Thursday, November 10, 2016

Maryland, West Virginia Fight Old War Over Potomac Water

West Virginia Attorney General Patrick Morrisey expressed willingness to sue neighboring Maryland if its leaders continue to limit West Virginia’s access to the Potomac River, a water source critical to economic expansion in the Eastern Panhandle.

The Attorney General outlined his concerns this week in a letter addressed to Maryland Attorney General Brian E. Frosh and Secretary of the Environment Benjamin H. Grumbles.

The letter challenges Maryland’s time-consuming and costly permit process arguing the Mountain State’s neighbor has no legal authority to interfere with West Virginia’s access to the Potomac River.
We're not all that happy with Maryland's time-consuming and costly permit process, either,
“It is fundamentally unfair for Maryland to claim regulatory authority to tilt the competitive balance in its favor by limiting West Virginia’s access to basic utilities like water,” Attorney General Morrisey writes. “It is also unlawful.”
By a very old agreement between Maryland and Virginia back in 1785, the line between the two states is at the low water line off the Potomac on the Virginia side. This allowed Maryland businesses to have gambling in piers off the Virginia shore when gambling was allowed in Maryland but not Virginia. West Virginia split from Virginia at the time of the Civil War, so the rights of Virginia passed down to West Virginia.
The letter cites the potential for rapid population growth and commercial development in the Eastern Panhandle as a major concern, and says daily demand for water in the region could increase by two million gallons.
That doesn't sound like that much.  A few wells ought to do it.
The letter cites as legal authority a 1785 compact between Maryland and Virginia, which gave Virginia a sovereign right to the Potomac’s water. The U.S. Supreme Court has suggested that West Virginia, which has a common history with Virginia, is entitled to the same rights under the 231- year-old compact.
So they can't have the land under the water, but they can have the water? Sure, dig a hole that connects to the River, and the water will pour into it. Problem solved.
Morrisey asked, in the letter, that Maryland’s leadership agree within 21 days to work with West Virginia in drafting an interstate compact for submission to the U.S. Congress.

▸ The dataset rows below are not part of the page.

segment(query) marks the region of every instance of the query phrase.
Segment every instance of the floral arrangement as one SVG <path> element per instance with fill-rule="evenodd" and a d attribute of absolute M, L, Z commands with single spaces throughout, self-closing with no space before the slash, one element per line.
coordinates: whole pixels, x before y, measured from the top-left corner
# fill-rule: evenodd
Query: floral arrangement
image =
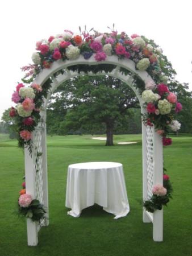
<path fill-rule="evenodd" d="M 45 210 L 37 199 L 32 199 L 31 195 L 26 194 L 26 183 L 22 183 L 23 188 L 19 192 L 18 213 L 22 216 L 30 218 L 32 221 L 40 221 L 45 218 Z"/>
<path fill-rule="evenodd" d="M 143 206 L 145 209 L 153 213 L 155 210 L 161 210 L 162 205 L 166 206 L 169 201 L 169 199 L 172 198 L 172 186 L 169 180 L 169 176 L 164 174 L 163 185 L 157 184 L 153 189 L 153 195 L 149 200 L 143 203 Z"/>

Otherwise, the letter states West Virginia will file an original action with the U.S. Supreme Court to seek a declaration of its rights to the Potomac River.
 It's amusing that these old colonial era decisions, apparently irrational (but beware of Chesterton's Fence) still rule the modern era.

1 comment:

  1. Not that unusual. Vermont and New York had an agreement about their boundary in Lake Champlain; the boundary was supposed to be at the deepest part of the lake. Then New York's Fort Ticonderoga paper plant starting discharging so many solids into the lake that the deepest part of the lake started moving closer and closer to the Vermont shoreline.

    That one went to the U.S. Supreme Court.